“It is better to be hated for what you are
than to be loved for something you are not.” ~ Andre Gide
True as Gide’s statement is, being hated for any reason can be pretty ugly sometimes. Especially if it seems to be a collective thing.
One person hating you is, perhaps, to be expected, but a group of people (whether it be classmates or affiliations or countries or entire races) can be beyond overwhelming. If you feel isolated, on your own, with no support, it might even lead to your undoing. Which, of course, suits no one but the people hating you.
I know this. Too well.
Here are eight of my favorite books with a major theme of being different:
Invisible Man by Ralph Ellison
Black Boy by Richard Wright
The House of the Scorpion by Nancy Farmer
To Kill a Mockingbird by Harper Lee
Of Mice and Men by John Steinbeck
When Zachary Beaver Came to Town by Kimberly Willis Holt
Fat Kid Rules the World by KL Going
The Crystal Shard by RA Salvatore
The Adventures of Huckleberry Finn by Mark Twain
Nearly all of my own work (fiction and poetry) centers around the theme of being different. Otherness!

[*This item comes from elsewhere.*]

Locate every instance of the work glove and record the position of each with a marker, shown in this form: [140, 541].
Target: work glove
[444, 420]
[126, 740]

I suppose that is because it’s at the essence of who I am. And I’ll admit part of that is the result of being treated as if I was different. You can fight such treatment. You can acquiesce.
You can change who you are (by trying to become more like everyone else, yes, but also by resisting through the act of embracing the opposite, not because that is who you truly are, but ironically to be contrary to those trying to change you). You might, however, also realize that your difference is an essential part of who you are. Not all. Yet important!